Last year, the NRB and Ministry of Finance had jointly prepared a draft bill on the banks and financial institutions in which lawmakers would not be allowed to represent the board of any financial institutions, and it had also suggested that no one can remain as chairman of the board of directors of any financial institution for more than two terms of four-year term each.
But the parliamentary Finance Committee overturned both the provisions suggested by the NRB and the Finance Ministry and submitted the revised bill to the full house of Parliament.
The full House, however, returned the bill to the Finance Committee after much criticism from all walks of life, stating that the lawmakers, who had made sundry investment in financial institutions, were more concerned about their interest than with good financial governance.
They were criticized for indulging in conflict of interest which would compromise the depositors’ and public interests. The Finance Committee had to make a correction in the revised bill on banks and financial institutions barring the lawmakers from becoming members of the board of directors of any financial institution.
This provision was incorporated in the BAFI Act to avoid conflict of interest of an elected person who could otherwise use his/her influence in the decision-making processes of a financial institution and such influence can also affect the financial health of a bank and financial institution.
The NRB’s latest circular to the local and provincial representatives is timely and appropriate as they would not be tempted in joining any financial institution but solely dedicate themselves for public service.
The NRB and the Finance Ministry had to lobby for barring the elected persons from taking any position in decision-making bodies of financial institutions after they found that many lawmakers had business interests in profitable sectors such as education, medical colleges and cooperatives, to name a few.

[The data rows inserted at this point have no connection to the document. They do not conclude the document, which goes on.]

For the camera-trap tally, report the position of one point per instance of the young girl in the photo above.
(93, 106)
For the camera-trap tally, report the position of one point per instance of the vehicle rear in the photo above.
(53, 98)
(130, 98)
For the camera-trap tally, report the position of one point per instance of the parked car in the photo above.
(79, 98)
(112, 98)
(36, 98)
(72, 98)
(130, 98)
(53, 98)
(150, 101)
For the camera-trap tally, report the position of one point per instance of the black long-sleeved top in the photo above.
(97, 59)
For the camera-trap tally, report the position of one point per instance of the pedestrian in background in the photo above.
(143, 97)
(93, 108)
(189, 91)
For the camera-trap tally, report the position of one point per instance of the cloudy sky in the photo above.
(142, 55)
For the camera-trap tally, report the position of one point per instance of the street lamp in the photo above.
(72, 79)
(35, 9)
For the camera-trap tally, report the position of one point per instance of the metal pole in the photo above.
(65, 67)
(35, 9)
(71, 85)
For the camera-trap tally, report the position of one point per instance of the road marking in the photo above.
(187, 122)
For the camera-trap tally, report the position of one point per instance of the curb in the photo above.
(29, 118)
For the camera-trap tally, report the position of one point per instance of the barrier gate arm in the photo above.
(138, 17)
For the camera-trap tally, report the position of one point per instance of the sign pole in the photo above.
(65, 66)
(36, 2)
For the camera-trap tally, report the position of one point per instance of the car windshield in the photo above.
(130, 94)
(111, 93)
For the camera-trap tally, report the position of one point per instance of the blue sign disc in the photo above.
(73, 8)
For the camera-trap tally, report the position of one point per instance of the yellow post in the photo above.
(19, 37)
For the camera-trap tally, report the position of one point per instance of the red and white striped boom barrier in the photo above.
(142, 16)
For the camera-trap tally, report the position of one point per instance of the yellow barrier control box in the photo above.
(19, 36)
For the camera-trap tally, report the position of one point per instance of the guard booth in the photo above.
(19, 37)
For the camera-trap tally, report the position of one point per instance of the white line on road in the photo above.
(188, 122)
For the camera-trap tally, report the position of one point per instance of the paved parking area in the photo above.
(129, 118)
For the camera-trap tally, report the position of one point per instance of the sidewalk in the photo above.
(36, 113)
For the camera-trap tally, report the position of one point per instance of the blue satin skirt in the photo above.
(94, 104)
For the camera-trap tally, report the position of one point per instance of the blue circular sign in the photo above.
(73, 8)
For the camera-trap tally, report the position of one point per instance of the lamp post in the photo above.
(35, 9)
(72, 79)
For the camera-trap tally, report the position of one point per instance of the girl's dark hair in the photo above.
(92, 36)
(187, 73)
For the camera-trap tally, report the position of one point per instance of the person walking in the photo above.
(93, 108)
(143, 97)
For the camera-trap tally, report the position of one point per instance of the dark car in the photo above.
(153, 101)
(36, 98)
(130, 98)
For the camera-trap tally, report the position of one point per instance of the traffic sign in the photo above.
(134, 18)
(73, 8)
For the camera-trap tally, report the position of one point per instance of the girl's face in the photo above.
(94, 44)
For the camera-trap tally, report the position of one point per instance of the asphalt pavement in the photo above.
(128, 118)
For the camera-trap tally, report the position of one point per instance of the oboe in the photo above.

As their interest grew in financial matters, most lawmakers who had made investments on education and medical colleges, lobbied for drafting, revising or repealing laws purely to serve their business interests.
Making laws to serve the vested interests of certain business groups is betrayal to national and public interests and a clear violations of the Parliamentary Rules number 200 and 233 (e), which clearly bars the lawmakers from taking part in discussions of a bill if his/her business interest is directly involved.
The Education Bill (eighth amendment) is a case in point, which was amended to serve the business interests of some lawmakers who had investments in private colleges and schools.
The duty of elected representatives is to serve the people and nation in accordance with the law. They should keep themselves away from any monetary gains or temptations.
Maternity services
At least 60 per cent of pregnant women in Nepal are availing of safe delivery and maternity services from birthing centers. This number is said to be the highest in the entire South Asian region which is very encouraging news for the Nepali people.
Significant strides have been made in this sector as the mother and child care campaign being launched by the government is benefiting many by providing modern delivery services. Free service is being provided by the government for reproductive health which appears to have paid off.
Meanwhile, the government aims to further reduce maternity mortality to 90 from the present rate of 134 per 100,000 pregnant women and new mothers and doing away with infant mortality. The child mortality rate is now 21 per 1,000 live births.
The concerned should keep up the good work they are doing and even do better by meeting the target set for providing modern maternity services to more women particularly for those in the rural and remote areas.